Haha. As i was reading this i had to make sure i didnt accidentally click a link to the onion.


----------



## hanging in there (Oct 1, 2014)

Realityshark said:


> Helpful hints to New Uber Drivers Part Two:
> 
> *Naysayers and Debbie Downers*
> 
> ...


----------



## hanging in there (Oct 1, 2014)

The sad part is, I could actually believe Uber putting out something like that, it's not that much more far-fetched from some of their other gems they drop on us, the public and the press. :-(

Looking forward to part 3. Lemme guess, here's part of it:

"You need not be concerned about future price drops in which we plan to bring your rate to the 25 cents per mile range. Remember, lower rates mean more rides which means more money in your pocket. Since demand will be through the roof at that rate, you can now give 50 minimum rides per hour and you will make $50/hr! If you work 100 hours per week that comes to $260,000 per year! If you are worried needlessly about gas and mileage costs, please re-read above. Instead please concentrate on how you are changing the way people move and making a difference in thousands of people's lives! Now THAT'S life-changing! Uber on!"


----------



## Maxalto (Aug 1, 2015)

Michael - Cleveland said:


> Are you freaking kidding me?
> ALL of that
> and part I
> *and not a single mention of TIPS?*
> I'm probably just jumping the gun... that MUST be in Part III.

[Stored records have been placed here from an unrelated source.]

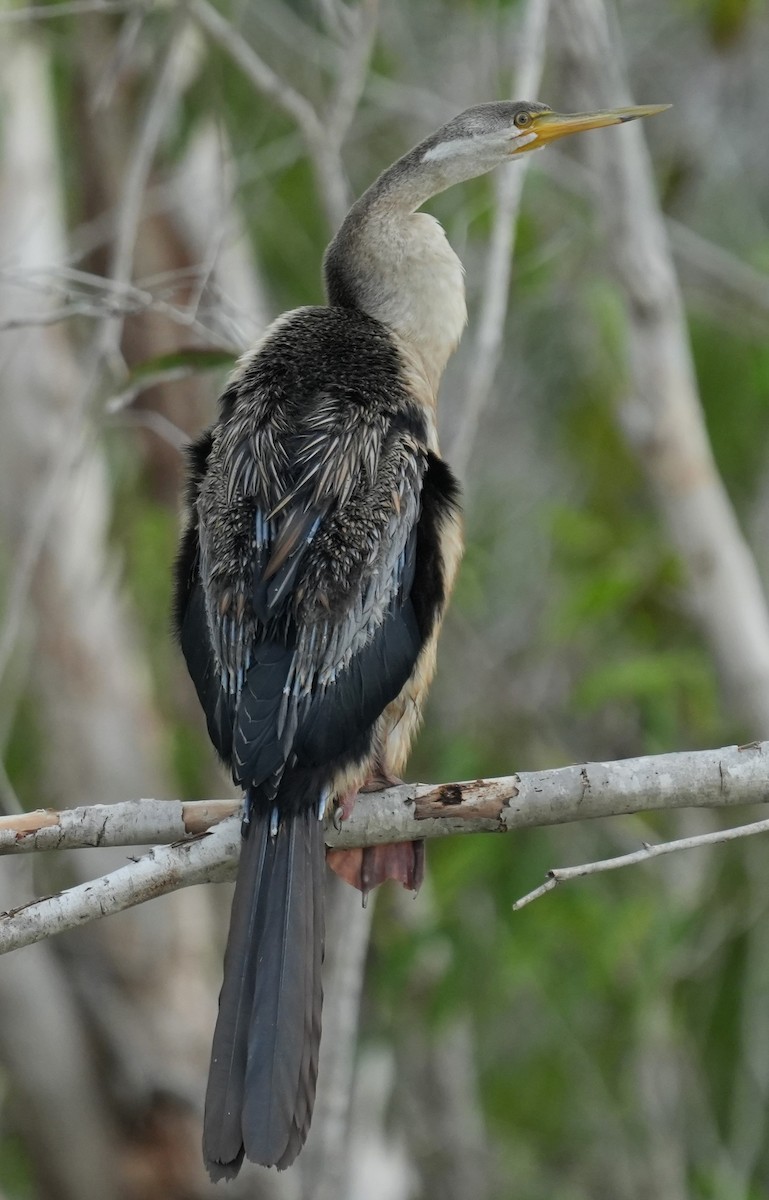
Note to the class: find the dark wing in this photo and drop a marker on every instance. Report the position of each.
(328, 635)
(190, 611)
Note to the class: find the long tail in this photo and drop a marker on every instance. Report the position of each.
(264, 1060)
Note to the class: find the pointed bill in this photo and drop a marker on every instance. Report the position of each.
(550, 126)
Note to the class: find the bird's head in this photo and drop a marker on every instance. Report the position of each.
(487, 135)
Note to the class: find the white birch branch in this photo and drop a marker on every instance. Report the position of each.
(691, 779)
(725, 778)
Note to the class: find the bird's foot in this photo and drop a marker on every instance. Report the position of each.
(368, 867)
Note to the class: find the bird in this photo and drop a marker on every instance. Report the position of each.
(320, 543)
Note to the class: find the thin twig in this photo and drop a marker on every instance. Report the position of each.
(694, 779)
(161, 102)
(563, 874)
(71, 9)
(163, 869)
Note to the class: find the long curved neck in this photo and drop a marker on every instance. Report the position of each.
(397, 265)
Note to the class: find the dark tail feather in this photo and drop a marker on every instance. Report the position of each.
(264, 1060)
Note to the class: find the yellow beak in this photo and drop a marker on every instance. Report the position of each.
(550, 126)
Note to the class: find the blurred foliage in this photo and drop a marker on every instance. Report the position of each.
(619, 1024)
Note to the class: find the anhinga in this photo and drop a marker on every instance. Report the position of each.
(322, 543)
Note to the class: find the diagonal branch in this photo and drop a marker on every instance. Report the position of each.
(692, 779)
(563, 874)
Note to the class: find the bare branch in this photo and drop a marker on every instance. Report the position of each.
(662, 417)
(698, 779)
(163, 869)
(563, 874)
(262, 76)
(508, 191)
(71, 9)
(134, 823)
(162, 100)
(323, 137)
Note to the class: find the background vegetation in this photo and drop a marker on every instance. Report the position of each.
(611, 1041)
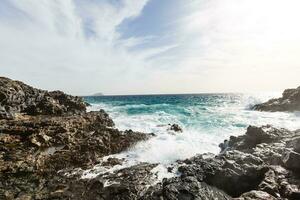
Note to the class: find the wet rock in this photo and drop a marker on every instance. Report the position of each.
(292, 161)
(175, 128)
(187, 188)
(44, 134)
(17, 97)
(290, 101)
(256, 195)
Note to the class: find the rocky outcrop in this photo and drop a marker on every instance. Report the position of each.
(48, 142)
(175, 128)
(255, 166)
(46, 136)
(17, 97)
(290, 101)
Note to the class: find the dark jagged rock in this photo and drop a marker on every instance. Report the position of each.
(255, 166)
(185, 188)
(175, 128)
(44, 135)
(47, 139)
(290, 101)
(17, 97)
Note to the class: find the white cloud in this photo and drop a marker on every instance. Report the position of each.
(217, 45)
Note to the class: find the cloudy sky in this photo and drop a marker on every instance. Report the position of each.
(151, 46)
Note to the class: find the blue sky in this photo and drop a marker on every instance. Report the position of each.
(151, 46)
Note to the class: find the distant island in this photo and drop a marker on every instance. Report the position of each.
(98, 94)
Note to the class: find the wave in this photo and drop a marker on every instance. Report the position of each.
(206, 122)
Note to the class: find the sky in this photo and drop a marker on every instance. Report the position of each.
(84, 47)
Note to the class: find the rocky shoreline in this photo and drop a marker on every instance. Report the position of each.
(48, 138)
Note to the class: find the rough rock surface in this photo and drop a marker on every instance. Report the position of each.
(255, 166)
(175, 128)
(17, 97)
(290, 101)
(47, 140)
(44, 135)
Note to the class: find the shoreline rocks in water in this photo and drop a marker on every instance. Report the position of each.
(47, 139)
(290, 101)
(43, 134)
(254, 167)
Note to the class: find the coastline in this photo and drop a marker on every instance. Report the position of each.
(47, 136)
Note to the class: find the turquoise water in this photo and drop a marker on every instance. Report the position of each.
(207, 119)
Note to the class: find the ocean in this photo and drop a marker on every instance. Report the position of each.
(206, 119)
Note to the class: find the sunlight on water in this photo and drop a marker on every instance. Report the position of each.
(207, 119)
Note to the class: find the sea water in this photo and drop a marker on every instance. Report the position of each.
(206, 120)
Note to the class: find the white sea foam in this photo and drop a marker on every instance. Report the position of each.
(204, 128)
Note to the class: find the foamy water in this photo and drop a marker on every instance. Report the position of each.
(206, 119)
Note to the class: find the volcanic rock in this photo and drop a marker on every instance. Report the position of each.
(290, 101)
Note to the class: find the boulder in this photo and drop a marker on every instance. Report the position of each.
(175, 128)
(17, 97)
(290, 101)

Well, it does mention that the driver should pay pax to guarantee a 5 star rating. If the passenger refuses to accept, you can consider the money you just saved as a tip$.


----------



## FAC (Mar 27, 2016)

It's been a year since you posted parts 1 & 2. I think this should be a trilogy. Updated part 3 for the changes in the past year. This is too good not to keep going. And you did forget the tip topic perfect for part 3!


----------